# Beginner Womens Tri Shoes



## likemjinhisearlydays (Sep 30, 2008)

Hey guys/gals... My fiance just bought her first road bike, which she is picking up in PA this weekend. She does not have shoes or pedals yet - so I thought I would ask the group thoughts on good shoes and pedals for beginners. Most of my personal experience is with Shimano Tri shoes and SPD pedals, which I have recommended for her - but I am not finding that many great options in Shimano alone. 
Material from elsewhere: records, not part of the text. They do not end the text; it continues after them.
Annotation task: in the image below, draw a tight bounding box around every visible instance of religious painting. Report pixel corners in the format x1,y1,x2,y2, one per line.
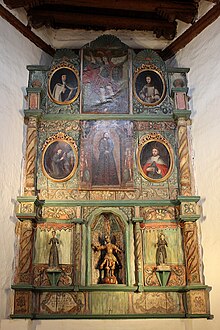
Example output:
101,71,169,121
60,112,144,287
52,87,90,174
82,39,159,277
137,133,173,182
42,133,78,182
80,120,133,189
133,68,166,106
91,212,126,284
48,65,79,104
82,48,129,113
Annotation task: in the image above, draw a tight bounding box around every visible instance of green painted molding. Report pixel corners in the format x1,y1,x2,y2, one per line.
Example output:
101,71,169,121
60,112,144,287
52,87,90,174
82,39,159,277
173,110,191,120
26,87,42,93
179,214,200,222
11,283,35,291
10,314,34,320
11,284,212,293
71,218,84,224
171,87,189,93
167,67,190,73
44,199,180,207
10,313,213,320
26,65,50,71
17,196,44,206
132,217,144,223
177,196,200,203
42,113,173,122
24,109,43,118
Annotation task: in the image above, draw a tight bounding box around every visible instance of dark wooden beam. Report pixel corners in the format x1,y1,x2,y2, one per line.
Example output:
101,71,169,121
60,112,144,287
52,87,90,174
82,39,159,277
4,0,199,12
28,8,176,40
160,4,220,61
0,5,55,56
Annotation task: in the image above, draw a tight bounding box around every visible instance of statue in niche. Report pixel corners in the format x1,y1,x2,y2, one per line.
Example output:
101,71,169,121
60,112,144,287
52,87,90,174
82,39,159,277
93,132,119,185
156,233,168,265
49,230,59,269
92,235,122,284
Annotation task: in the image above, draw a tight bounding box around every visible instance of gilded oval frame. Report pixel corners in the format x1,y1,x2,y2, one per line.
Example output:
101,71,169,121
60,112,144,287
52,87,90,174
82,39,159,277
41,133,78,182
48,63,80,105
133,65,166,107
137,133,174,183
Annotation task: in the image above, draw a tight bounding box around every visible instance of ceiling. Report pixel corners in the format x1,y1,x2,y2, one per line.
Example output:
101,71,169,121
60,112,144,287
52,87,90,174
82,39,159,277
0,0,220,56
4,0,216,40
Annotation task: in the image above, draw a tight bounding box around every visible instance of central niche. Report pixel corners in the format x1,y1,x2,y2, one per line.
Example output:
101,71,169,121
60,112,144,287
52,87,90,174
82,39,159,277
91,212,126,284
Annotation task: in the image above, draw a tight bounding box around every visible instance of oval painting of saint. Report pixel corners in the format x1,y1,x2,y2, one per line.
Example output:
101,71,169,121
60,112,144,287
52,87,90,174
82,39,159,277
48,67,79,104
134,70,166,106
138,141,173,182
42,140,78,182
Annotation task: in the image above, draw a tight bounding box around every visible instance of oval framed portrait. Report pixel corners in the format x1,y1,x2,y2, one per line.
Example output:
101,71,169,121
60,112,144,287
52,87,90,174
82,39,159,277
137,134,174,182
48,66,79,104
41,139,78,182
133,69,166,107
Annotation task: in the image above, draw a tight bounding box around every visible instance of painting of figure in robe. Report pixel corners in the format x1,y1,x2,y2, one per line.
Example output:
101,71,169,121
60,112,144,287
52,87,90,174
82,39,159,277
42,140,77,182
138,140,173,182
134,70,165,106
48,67,79,104
80,120,133,189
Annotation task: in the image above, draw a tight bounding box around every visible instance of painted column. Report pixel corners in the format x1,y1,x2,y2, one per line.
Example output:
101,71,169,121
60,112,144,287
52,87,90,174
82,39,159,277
178,116,201,284
25,117,37,196
132,206,144,291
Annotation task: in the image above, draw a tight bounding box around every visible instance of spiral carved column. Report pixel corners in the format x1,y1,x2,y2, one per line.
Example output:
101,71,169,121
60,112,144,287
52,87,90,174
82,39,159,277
25,117,37,196
178,118,201,284
178,118,191,196
133,219,143,290
18,220,33,284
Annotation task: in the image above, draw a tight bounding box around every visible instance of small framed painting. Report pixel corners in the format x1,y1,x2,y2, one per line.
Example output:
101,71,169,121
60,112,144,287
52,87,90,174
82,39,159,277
48,66,79,104
42,133,78,182
137,134,174,182
133,68,166,107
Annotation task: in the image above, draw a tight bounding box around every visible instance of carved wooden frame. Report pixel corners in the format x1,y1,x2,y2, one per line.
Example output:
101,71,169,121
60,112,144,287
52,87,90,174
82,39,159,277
133,64,166,107
48,62,80,105
41,132,78,182
136,133,174,182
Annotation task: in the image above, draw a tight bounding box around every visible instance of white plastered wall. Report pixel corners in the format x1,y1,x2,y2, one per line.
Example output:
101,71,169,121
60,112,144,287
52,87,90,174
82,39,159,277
0,12,220,330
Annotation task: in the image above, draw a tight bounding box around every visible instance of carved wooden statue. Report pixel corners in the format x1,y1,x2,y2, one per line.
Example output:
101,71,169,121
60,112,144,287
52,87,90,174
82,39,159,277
156,233,168,265
49,231,59,268
92,236,122,284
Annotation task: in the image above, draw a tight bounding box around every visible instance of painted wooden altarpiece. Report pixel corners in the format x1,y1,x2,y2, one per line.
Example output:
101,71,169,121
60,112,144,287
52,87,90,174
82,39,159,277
11,35,211,319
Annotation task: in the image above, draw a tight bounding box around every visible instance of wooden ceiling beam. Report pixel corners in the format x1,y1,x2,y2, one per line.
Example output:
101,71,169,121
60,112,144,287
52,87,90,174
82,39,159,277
0,5,55,56
28,9,177,40
160,4,220,61
4,0,198,14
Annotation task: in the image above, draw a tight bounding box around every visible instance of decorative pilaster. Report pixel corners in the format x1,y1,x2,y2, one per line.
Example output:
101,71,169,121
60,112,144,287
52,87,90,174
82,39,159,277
18,220,33,284
16,196,42,284
132,206,144,291
25,117,37,196
176,111,201,285
178,196,201,285
178,117,191,196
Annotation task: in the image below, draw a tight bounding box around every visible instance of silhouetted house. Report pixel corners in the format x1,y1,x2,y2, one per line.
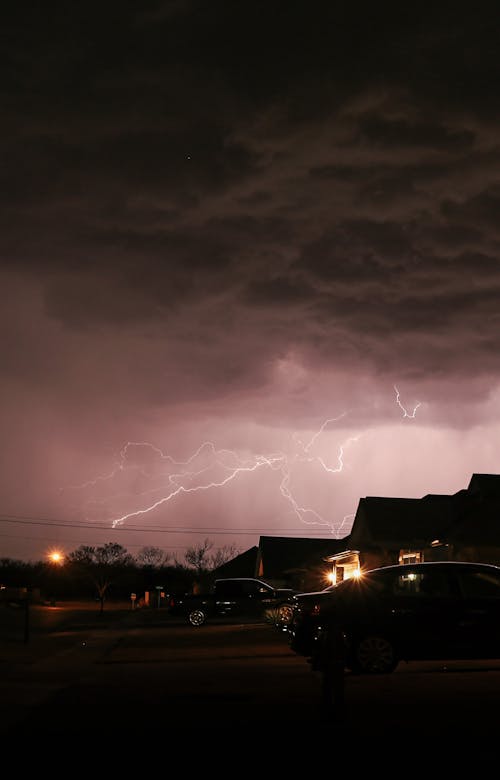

Any input you have would be much appreciated. As an FYI - she bought a Specialized Dolce Elite, is 5' 3" w/ shorter legs if that makes a difference to your opinion.

Thanks and happy riding!


----------



## Kernyl (Dec 23, 2011)

Shimano pedals are pretty easy to get in and out of. A lot of people also like the Crank Brothers Candy pedals. Technically the Candy is a mtn bike pedal, but it can still be used on the road. Both of these pedals have a platform, which means that even if you are having trouble getting into them, you can still pedal fairly easily, which is important for a beginner especially when trying to get through intersections etc.
For shoes, just have her try on until she finds a pair she likes. I like Specialized, because they have a narrower last and I have a narrow foot, but she'll just have to see what fits her best.


----------